I’ve always been interested in bees, but they were not really on my mind. And then the pandemic happened – the shutdown in March. There was a vacant lot a couple of blocks away from my house and I thought maybe I could start a boulevard garden in front of that lot. One of my best friends lives a little bit further down the street, so this garden site would be the halfway point between our houses. I thought if we start a garden together, it’d be a nice way to stay connected and distance physically, and do something meaningful together. So I started a pollinator garden. It was very intentional but I didn’t know anything about bees really, at that point, and plants.

So what is Saturday’s event?

It’s going to be a one-hour, very well-rounded, educational workshop.  During that workshop, we’re going to learn about how to identify native bees, learn about their social behaviours, their nesting habits. We’re going to hopefully spend time looking at them and watching their behaviour in person. Hopefully, we have a chance to observe them firsthand in the meadow. Also practical ideas as to how to create habitats for native pollinators. What I’m promoting is how to create habitat for native bees. Because they need to live somewhere and they have nowhere to live right now.

What’s something you want folks to understand about bees? 

Bees are really, really, really vital for our ecosystem, because plants have evolved with them. The vast majority of flowering plants depend on native bees to exist. The entire ecosystem actually depends on their relationship with plants. The good news is that it’s really easy to create habitat for them.
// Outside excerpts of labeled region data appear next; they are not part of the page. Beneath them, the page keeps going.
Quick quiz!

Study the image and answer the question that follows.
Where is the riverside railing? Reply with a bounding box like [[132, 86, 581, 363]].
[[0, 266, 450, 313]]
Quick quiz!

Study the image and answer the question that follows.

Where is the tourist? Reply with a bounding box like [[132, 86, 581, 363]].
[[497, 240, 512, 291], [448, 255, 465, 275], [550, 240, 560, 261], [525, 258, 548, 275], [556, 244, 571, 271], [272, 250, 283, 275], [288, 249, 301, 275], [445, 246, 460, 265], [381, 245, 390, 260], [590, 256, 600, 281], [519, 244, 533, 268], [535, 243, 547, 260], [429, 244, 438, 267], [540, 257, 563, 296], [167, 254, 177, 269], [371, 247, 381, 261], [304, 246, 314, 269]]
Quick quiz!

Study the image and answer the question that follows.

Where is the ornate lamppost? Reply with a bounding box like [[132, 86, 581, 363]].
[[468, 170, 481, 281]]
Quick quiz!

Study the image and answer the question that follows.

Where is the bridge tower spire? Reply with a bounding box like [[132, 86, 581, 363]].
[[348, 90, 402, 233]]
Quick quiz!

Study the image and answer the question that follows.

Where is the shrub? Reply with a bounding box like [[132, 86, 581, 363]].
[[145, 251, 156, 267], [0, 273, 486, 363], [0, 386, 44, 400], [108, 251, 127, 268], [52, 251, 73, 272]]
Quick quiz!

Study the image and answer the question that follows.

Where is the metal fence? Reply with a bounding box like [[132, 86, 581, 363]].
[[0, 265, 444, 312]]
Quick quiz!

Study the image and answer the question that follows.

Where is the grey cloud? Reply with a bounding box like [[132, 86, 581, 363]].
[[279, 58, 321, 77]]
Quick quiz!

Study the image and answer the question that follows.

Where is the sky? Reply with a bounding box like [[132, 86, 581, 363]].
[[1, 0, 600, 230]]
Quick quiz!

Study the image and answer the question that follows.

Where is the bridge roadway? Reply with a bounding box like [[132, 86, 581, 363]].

And because they’re tiny, they don’t need a lot of space. These plants that attract them, they’re not hard to find. If you know what you’re doing, within the year, you can really see the native bee population increase. So it’s really a wonderful process to bring the bees closer to home and get a chance to spend time with them. If you create something that makes sense for them, they will come right away. It doesn’t take long to make a big impact on the bee population.